In the Prediction dataset two groups had unusually high predicted call shares including in decreasing magnitude, Management of Companies (NAICS 550000:559999) and Primary and Fabricated Metals, Machines, and Furniture (NAICS 331000:333999 and 337000:337999). In this same dataset 2 groups also had unusually high shares of firms in the GScore of 4 and 5 categories including in decreasing magnitude: Management of Companies (NAICS 550000:559999) and Primary and Fabricated Metals, Machines, and Furniture (NAICS 331000:333999 and 337000:337999).
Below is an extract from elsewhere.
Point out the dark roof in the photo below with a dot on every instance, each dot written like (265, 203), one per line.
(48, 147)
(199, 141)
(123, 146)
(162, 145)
Again, for these groups this may mean that they have a higher than typical propensity to expand, and/or that there is a fairly large group of relatively high performers.
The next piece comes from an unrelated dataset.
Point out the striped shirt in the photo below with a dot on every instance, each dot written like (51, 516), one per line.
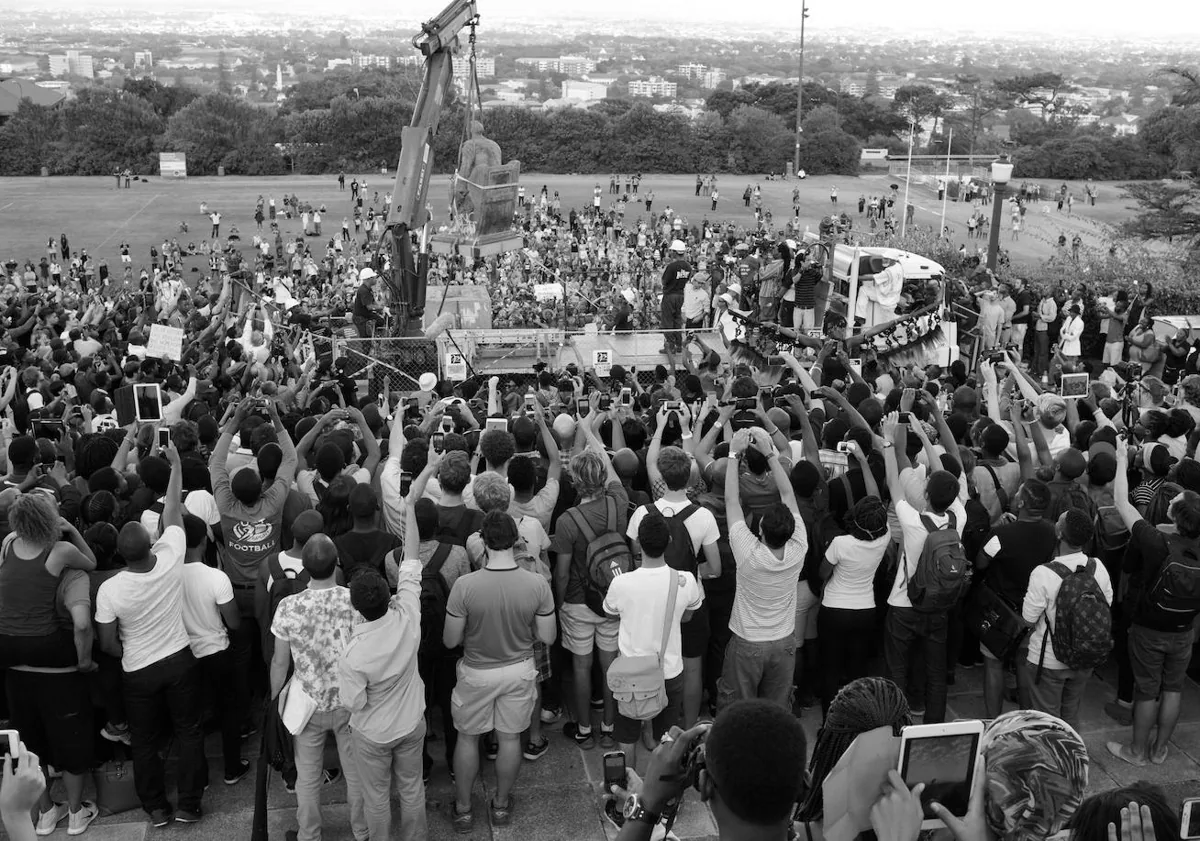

Next, in terms of where those Gazelles might reside for 2020 and early 2021, comparing the evidence reported in points above suggests that industries to pay a bit more attention to, because of potentially anomalous high-performance evidence in both datasets and for multiple diagnostics, includes: Education, Health, and Social Assistance (NAICS 600000:699999) and Management of Companies (NAICS 550000:559999). However conflicting evidence including relatively lower fitting accuracy coupled with predictions of high performance occur for Mining/Oil Extraction and Power Generation, and Utilities (NAICS 200000:234999), Primary and Fabricated Metals, Machines, and Furniture (NAICS 331000:333999 and 337000:337999), and to a lesser extent Information Technology (NAICS 500000:519999). For these latter groups, the to-be-called lists of firms should be much larger and include firms with more diverse GScores due to potentially noisy predicted performance. In contrast the industries with the lowest propensity of firms to expand include: Advanced Manufacturing of Transport Equipment (NAICS 336000:336999), Advanced Manufacturing of Computers (NACIS 334000:334999), Finance and Insurance (NAICS 520000:529999), and Other Services (NAICS 800000:811999). Finding a Gazelle among these latter four groups may be more difficult than for the preceding industries.
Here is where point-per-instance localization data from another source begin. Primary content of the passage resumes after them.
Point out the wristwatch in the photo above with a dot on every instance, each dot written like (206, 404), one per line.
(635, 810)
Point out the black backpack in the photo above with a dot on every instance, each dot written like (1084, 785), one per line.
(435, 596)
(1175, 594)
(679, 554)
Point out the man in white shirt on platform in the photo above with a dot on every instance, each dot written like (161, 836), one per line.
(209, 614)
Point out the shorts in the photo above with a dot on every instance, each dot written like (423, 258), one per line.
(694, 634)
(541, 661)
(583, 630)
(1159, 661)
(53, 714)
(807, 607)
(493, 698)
Finally, several industries appear to be more sensitive to short run contemporaneous signals than other industry groups. These seven industry groups have a higher share of the new contemporaneous and firm-level variables in their top association weights list. These include: Advanced Manufacturing of Electrical Devices (NAICS 335000:335999), Education, Health, and Social Assistance (NAICS 600000:699999), Administrative Support and Waste Remediation (NAICS 560000:599999), Advanced Manufacturing of Automotive and Aerospace (NAICS 336000:336999), Employment and Industrial Production levels, Management of Companies (NAICS 550000:559999), Advanced Manufacturing of Computers (NAICS 334000:334999), and finally, Retail Trade (NAICS 440000:479999). See Table 1 below for a summary of these unique industry anomalies and other stylized facts. Any industry group not listed in the Table indicates that expansion predictions and GScores may be interpreted without caveat when building lists.